The first just prepares the provided command into a utf-8 encoded javascript type string object, placed inside the target V8 isolate. This will later be consumed by or compiler to generate the object code.

Compiling

v8::Script::Compile(context, source) is where the magic begins. If you trace out the call structure for this function call, constructor in api.cc. Next, compiler.cc is hit where the function CompileScriptOnMainThread does all the work which is required to get the script compiled and ready to run.

This includes the flow hitting interpreter.cc and getting interpret. One good way is to use (gdb) rbreak filename.xx:. to break on all the functions of the file. This is what the backtrace looks like at that instance of time:

Running

Now that we have the code compiled and the env mostly setup, the only left out piece in the puzzle is, how does the code execute?

We see the run invocation on line 47. This line invokes v8::Script::Run which is responsible for handling the execution of the code in the provided context.

From the v8::Script::Run, Execution::Call is invoked which is responsible for setting up the remaining structures required to execute the interpret code and get back the result. Execution::Invoke is eventually invoked which converts the interpret intermediate bytecode into the platform-specific object code using GenerateCode and triggers the invocation of the code. Providing us the data in the structures we require.

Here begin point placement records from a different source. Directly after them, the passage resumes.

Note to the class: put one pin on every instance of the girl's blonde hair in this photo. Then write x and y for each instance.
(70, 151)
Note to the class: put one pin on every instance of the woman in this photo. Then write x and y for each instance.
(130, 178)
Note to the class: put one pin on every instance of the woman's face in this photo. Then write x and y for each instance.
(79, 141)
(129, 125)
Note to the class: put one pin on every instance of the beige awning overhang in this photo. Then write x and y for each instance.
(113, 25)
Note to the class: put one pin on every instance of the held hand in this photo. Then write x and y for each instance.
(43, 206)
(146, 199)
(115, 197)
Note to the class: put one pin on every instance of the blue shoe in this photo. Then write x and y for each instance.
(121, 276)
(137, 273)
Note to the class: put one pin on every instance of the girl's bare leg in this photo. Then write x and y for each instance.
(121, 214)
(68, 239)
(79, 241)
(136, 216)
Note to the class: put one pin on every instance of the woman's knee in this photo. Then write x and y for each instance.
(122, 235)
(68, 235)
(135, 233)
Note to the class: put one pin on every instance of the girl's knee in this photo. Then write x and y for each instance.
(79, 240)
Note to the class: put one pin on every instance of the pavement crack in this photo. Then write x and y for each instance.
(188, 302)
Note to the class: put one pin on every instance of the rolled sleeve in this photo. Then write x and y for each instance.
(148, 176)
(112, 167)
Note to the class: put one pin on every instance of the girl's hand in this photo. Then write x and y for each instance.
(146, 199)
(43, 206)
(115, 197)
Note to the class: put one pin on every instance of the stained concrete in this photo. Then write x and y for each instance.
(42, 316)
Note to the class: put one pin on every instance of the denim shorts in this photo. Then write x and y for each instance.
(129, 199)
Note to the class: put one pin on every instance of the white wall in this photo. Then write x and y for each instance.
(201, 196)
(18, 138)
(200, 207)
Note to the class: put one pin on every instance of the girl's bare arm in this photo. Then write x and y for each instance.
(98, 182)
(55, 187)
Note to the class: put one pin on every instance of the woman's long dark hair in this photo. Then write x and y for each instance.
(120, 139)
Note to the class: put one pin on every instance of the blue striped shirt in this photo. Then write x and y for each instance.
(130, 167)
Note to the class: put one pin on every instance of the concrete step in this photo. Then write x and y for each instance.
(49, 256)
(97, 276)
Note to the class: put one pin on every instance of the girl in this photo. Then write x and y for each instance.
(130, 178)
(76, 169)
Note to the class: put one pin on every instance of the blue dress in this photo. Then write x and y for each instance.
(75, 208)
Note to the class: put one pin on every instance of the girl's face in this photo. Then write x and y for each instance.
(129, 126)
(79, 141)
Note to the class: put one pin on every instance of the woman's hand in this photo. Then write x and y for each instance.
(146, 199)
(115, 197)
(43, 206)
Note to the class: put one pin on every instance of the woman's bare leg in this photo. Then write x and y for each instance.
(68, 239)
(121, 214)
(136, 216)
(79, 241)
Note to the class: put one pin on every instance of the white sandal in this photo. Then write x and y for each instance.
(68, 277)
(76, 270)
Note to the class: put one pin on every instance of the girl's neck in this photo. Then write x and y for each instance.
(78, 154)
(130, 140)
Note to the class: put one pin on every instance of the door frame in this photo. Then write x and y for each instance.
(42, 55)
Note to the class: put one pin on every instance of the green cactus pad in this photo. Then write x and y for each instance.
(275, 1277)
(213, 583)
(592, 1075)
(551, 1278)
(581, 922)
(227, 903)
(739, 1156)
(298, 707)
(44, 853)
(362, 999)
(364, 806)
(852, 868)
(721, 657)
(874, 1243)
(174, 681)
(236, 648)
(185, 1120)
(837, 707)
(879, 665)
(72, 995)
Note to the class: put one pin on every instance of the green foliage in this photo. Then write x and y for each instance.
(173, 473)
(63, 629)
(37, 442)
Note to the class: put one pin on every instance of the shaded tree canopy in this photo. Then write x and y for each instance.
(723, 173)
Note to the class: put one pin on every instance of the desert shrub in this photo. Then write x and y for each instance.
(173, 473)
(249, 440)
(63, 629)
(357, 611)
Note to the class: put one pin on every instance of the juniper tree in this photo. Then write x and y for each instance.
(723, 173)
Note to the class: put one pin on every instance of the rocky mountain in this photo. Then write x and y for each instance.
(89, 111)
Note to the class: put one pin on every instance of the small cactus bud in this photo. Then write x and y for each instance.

Reflecting on this article

The main target of this post was to explore what main files and functions are touched during the compilation and execution of a simple example. More discussion on what code sections go what is described in this post.

The main idea to learn is while tracing have an idea of what file the control might hit and then use (gdb) rbreak filename:. or a similar eq to trace on a higher level rather than tracing the control flow line by line.